The following code was used as a demo of modules, classes and timedelta.

import datetime as dt

def my_function():
    print('hello from my function in {}'.format(__file__))
    
class MyClass(object):
    def __init__(self, name, date_of_birth):
        self.name = name
        self.date_of_birth = dt.datetime.strptime(date_of_birth, '%Y-%m-%d')
    
    def show_info(self):
        print('{} was born on {}'.format(self.name, self.date_of_birth))
    
    def show_age(self):
        age = dt.datetime.now() - self.date_of_birth
        age_years = age.days / 365
        print('{} is {:.1f} years old'.format(self.name, age_years))

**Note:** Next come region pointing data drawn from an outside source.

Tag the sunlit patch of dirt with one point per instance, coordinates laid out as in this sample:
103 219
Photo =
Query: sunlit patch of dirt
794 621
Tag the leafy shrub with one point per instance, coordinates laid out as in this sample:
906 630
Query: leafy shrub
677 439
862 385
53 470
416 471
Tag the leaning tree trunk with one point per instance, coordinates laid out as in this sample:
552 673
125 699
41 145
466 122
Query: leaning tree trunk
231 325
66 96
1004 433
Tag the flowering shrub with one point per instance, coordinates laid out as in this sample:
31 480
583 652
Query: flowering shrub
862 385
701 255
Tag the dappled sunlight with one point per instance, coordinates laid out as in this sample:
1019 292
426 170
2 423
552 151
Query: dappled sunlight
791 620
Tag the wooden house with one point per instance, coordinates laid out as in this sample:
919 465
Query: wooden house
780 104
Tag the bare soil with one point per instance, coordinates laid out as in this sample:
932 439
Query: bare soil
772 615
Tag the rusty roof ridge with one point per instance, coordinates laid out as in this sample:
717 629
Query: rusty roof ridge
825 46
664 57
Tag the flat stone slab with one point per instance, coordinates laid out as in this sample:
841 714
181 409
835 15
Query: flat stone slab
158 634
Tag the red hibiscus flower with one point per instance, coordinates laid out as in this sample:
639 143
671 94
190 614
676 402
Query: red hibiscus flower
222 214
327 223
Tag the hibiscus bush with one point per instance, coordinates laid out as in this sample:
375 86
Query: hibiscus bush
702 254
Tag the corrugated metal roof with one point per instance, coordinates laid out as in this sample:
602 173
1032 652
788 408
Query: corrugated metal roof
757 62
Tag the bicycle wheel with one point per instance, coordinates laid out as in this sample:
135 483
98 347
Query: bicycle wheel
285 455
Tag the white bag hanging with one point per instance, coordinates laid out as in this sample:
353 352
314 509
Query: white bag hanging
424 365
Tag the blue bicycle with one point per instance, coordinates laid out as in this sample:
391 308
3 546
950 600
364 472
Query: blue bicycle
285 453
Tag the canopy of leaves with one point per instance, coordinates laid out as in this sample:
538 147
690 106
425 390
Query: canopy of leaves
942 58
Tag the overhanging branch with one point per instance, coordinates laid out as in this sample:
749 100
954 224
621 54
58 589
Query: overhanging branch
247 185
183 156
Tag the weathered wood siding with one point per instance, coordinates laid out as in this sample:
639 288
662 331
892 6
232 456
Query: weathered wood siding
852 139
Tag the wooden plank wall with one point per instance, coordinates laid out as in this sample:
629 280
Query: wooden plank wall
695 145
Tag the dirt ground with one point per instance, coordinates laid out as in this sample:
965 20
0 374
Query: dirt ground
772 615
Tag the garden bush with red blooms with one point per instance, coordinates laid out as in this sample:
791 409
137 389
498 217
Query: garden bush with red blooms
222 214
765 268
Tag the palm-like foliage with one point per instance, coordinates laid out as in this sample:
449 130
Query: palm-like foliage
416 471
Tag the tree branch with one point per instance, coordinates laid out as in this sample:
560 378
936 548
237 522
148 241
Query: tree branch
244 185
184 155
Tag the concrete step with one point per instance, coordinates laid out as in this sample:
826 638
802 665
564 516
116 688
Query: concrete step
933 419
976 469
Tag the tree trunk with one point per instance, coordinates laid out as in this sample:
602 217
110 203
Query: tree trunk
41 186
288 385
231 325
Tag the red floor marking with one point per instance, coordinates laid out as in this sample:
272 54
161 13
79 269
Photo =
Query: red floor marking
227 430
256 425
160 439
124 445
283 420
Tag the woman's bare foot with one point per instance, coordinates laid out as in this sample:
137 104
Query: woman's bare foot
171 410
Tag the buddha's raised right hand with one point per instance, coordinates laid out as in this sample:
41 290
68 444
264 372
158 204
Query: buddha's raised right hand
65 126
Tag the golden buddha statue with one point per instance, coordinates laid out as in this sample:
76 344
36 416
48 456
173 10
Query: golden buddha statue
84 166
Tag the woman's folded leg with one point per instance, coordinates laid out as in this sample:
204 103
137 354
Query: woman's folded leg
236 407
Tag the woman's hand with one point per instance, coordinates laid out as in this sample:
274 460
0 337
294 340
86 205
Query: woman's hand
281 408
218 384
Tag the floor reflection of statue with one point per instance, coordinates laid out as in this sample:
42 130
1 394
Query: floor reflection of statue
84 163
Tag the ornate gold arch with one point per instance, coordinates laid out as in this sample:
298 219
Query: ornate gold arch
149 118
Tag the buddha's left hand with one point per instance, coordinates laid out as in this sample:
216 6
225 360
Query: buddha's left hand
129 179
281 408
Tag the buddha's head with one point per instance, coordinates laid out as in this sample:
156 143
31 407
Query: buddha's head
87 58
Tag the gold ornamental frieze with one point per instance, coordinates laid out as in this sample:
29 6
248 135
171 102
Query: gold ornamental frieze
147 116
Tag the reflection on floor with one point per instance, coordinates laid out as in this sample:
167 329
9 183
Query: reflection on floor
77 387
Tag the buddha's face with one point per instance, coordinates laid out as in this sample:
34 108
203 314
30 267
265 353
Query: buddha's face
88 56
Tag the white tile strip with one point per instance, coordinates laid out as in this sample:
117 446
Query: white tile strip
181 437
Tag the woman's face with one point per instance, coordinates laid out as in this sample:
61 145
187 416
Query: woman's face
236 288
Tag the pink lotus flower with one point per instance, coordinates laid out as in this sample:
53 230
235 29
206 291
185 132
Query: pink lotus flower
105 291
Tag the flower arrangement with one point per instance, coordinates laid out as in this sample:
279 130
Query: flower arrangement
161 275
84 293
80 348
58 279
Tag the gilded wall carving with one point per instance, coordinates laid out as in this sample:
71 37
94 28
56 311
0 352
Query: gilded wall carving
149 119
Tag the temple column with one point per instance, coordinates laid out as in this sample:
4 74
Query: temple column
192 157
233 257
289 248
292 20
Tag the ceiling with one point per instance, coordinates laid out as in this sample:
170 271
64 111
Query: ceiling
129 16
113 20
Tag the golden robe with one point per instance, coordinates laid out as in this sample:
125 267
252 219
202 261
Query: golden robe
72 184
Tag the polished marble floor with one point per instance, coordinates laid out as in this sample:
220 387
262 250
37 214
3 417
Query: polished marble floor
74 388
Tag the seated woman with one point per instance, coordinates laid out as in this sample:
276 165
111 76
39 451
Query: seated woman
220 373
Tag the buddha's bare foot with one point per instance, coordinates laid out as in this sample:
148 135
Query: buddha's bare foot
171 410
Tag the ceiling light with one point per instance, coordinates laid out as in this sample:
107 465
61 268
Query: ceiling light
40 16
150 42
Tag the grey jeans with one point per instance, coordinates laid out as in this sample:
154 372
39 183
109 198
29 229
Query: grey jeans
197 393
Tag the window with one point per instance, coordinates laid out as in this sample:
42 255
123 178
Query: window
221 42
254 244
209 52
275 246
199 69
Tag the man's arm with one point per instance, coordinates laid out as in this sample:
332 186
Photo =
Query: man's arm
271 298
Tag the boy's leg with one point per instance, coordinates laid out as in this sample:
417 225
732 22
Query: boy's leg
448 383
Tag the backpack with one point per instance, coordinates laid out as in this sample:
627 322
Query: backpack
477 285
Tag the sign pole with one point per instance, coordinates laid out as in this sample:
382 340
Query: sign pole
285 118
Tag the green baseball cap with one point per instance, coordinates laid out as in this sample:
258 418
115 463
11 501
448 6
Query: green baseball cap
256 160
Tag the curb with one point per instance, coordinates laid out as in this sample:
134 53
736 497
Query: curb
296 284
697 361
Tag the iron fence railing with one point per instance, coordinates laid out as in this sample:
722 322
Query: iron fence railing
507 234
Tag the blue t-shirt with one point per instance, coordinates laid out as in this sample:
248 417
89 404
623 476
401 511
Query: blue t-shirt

2019-02-26 String methods, find replace and regular expressions

All string objects have useful methods built-in.

message = "Hello world"
type(message)
dir(message)
message.upper()
message.lower()
message_caps = message.upper()
message.split()
message.startswith('H')
message.lower().startswith('h')

Simple find and replace:

message.find('World')
message.replace('world', 'Charlie')

Regular expressions can match text patterns, but can be tricky to use. Pythex website helps test them. Regular expressions can also do search and replace.

Links:

Contact data example:

contacts = """A Geologist, 0131 650 0260, [email protected], EH14 4AP
S Developer, 0131 650 5432, [email protected], M1 1AA
T ypoMess, 01316506666, [email protected], sw1x 4qq"""
print(contacts)

Try to match phone numbers, email addresses and postcodes.

Pythex examples:

Python returns matched data as groups:

import re
match = re.search(r'(\d{4} ?\d{3} ?\d{4})')
match.groups()

Regular expressions can be used for find and replace, e.g. replace all phone numbers with the switchboard.

re.sub(r'\d{4} ?\d{3} ?\d{4}', '0131 650 1000', contacts)

2019-04-03: Hawaii plotting

Attempt to reproduce official Hawaii CO2 plot with Pandas and Matplotlib. See partial solution at ./edinburgh_materials/hawaii-plot.py.